“I look at that and I think some people tried to make that an issue,” Thomas said, “but I was the every day first baseman for the Chicago White Sox for a very long time.
“I would like to put together a highlight tape of my greatest defensive plays (for the critics),” he added.
In an era tainted by performance enhancing drugs, Thomas has often been lauded as a “clean” player, something he said he took great pride in.
“What I did was real and that’s why I’ve got a big smile on my face,” said Thomas, who spent most of his career with the Chicago White Sox. “I did it the right way.”
Thomas said that he didn’t mind what other players were doing, but he thought that maybe his success, and his strength and size – which he credited to being a college football player at Auburn – caused some players to turn to steroids.

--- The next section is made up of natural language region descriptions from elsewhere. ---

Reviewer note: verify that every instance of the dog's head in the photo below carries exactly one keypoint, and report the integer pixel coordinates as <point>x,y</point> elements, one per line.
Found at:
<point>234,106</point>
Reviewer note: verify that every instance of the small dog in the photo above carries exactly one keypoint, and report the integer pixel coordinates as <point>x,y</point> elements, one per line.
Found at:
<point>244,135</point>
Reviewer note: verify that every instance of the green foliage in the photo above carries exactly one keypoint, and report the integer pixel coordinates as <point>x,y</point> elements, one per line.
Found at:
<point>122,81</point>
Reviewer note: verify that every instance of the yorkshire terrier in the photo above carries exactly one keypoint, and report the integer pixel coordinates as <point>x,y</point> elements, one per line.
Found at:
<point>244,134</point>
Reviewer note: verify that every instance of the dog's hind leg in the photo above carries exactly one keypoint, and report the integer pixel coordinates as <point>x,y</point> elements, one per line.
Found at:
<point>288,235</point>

“I look at a couple of guys, one in particular and we all know who it is, who was a Hall of Famer before he ever started using steroids,” he said. “I’ll be honest, I think I was one of those guys, because of my size and strength from football, who caused some of those other players to turn to (steroids.)
“I don’t fault them at all,” he continued, “but it never bothered me because I always knew I was going to get (my numbers). If I didn’t get hurt for a three-and-a-half-year period, I think I would have been right there at the top with some of them in terms of the numbers.”
Maddux, Glavine and Thomas all appeared on the Hall of Fame ballot for the first time. They may have hurt the chances of other long-term candidates as all but two returning players – Craig Biggio and Mike Piazza – saw their percentages decline from last year.